А то ведь бывают люди, в самодовольный разум которых и тени сомнения не
закрадывается - а правильно ли я живу? Совесть у таких то ли скончалась
во младенчестве, то ли не родилась вовсе, пав жертвой аборта. В
загробном мире такие люди тоже чувствуют себя комфортней других, но Илье
Ильичу очень не хотелось походить на этих кадавров. Пока совесть болит,
мы живы, а замолкла навеки - то и человек умер, хотя ходит среди людей,
даже не в посмертии, а в настоящем мире, смотрит, разговаривает и внешне
вполне благополучен.
Поставить маяк обошлось бы в полновесный мнемон, а этого обнищавший
Илья Ильич позволить себе не мог. По счастью, в Городе существовала
адресная служба, где за три лямишки можно было узнать место проживания
любого ещё не истаявшего гражданина.
Адрес у отца с матерью оказался разный, что уже не удивило Илью
Ильича. Так или иначе, мама пережила отца почти на девятнадцать лет, а
проведя столько времени в разлуке, почти невозможно заново начать
совместную жизнь.
Илья Ильич опасался, что мать окажется в Отработке, но адрес указывал
вполне благопристойный квартал. А вот отец... Илья Ильич так и не понял,
что за странный адресок выдала ему справочная служба. Во всяком случае,
никаких улицы и дома там не было, а лишь исполненный цифири и латинских
букв индекс.
Адрес - это не маяк, он не показывает, где находится адресат в данную
минуту, да и действует всего одни сутки, но, зная адрес, дорогу
спрашивать не надо, иди и придешь прямиком куда надо.

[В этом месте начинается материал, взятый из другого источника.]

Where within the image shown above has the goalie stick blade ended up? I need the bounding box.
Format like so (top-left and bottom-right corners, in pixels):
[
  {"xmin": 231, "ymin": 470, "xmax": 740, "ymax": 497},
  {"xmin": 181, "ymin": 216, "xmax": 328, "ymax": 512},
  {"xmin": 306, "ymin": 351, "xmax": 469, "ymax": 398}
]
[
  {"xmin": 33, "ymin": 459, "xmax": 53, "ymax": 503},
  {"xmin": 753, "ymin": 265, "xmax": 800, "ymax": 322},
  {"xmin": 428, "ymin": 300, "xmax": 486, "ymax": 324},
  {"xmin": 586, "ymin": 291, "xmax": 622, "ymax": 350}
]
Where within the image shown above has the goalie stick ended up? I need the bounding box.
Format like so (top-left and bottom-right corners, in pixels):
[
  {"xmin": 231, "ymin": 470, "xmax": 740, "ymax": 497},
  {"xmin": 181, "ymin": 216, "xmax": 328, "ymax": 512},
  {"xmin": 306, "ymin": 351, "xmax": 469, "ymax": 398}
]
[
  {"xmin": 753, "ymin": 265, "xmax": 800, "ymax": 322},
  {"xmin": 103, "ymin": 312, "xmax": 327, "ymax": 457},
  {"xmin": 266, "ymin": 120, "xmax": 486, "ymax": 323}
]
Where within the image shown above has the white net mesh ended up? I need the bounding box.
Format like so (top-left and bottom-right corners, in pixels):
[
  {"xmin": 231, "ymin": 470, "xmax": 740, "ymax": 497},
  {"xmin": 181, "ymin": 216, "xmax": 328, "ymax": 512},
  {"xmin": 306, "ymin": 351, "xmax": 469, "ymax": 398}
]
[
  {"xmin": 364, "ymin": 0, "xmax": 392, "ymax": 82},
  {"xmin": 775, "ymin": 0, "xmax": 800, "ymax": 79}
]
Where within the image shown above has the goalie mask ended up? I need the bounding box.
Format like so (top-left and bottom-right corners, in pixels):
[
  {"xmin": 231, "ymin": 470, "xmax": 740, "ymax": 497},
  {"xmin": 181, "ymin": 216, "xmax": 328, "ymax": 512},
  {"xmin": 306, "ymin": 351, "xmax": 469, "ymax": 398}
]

Мать жила в обветшавшем, сталинского ампира доме. Илья Ильич поднялся
на третий этаж, повертел медную ручку механического звонка. В квартире
долго стояла тишина, потом раздались шаркающие шаги и давно позабытый
голос спросил встревоженно:
- Кто там?
Не повернулся язык произнести слово "мама", Илья Ильич судорожно
глотнул и выдавил сквозь перехваченное горло:
- Мне Елену Ивановну...
- Я никому не открываю, - донеслось из-за двери.
- Это я, - произнёс Илья Ильич.
Живо вдруг вспомнилось, как в далёкие предвоенные годы он прибегал из
ФЗУ и тоже не мог попасть домой, потому что мать не открывала, покуда не
убеждалась, что сын пришёл один и за спиной у него не стоит грабитель,
желающий прирезать её ради скудного вдовьего барахла. Бывало, что
выведенный из себя Илья принимался трезвонить, призывая на выручку
соседей по коммуналке, за что ему потом порядком влетало. А тут, где
жилищный вопрос разрешён и у всякого имеется отдельная квартира,
надеяться не на что. Вот возьмёт и не откроет...
- Какой ещё - я? - ворчливо спросили из квартиры.
Спрашивается, чего ей бояться? Или за семьдесят лет, что она ютится
здесь, мать окончательно рехнулась и уже не понимает, на каком она
свете?
- Я это, - возвысил голос Илья Ильич. - Илья!
- Ты ври да не завирайся, - упорствовал голос за запертой дверью. -
Илья ещё в Гражданскую помер.
Так и есть, маманя искренне полагала себя живой.
- Сын я ваш! - выкрикнул Илья Ильич, отметив, что обратился к матери
на "вы", как только с чужими людьми говорят.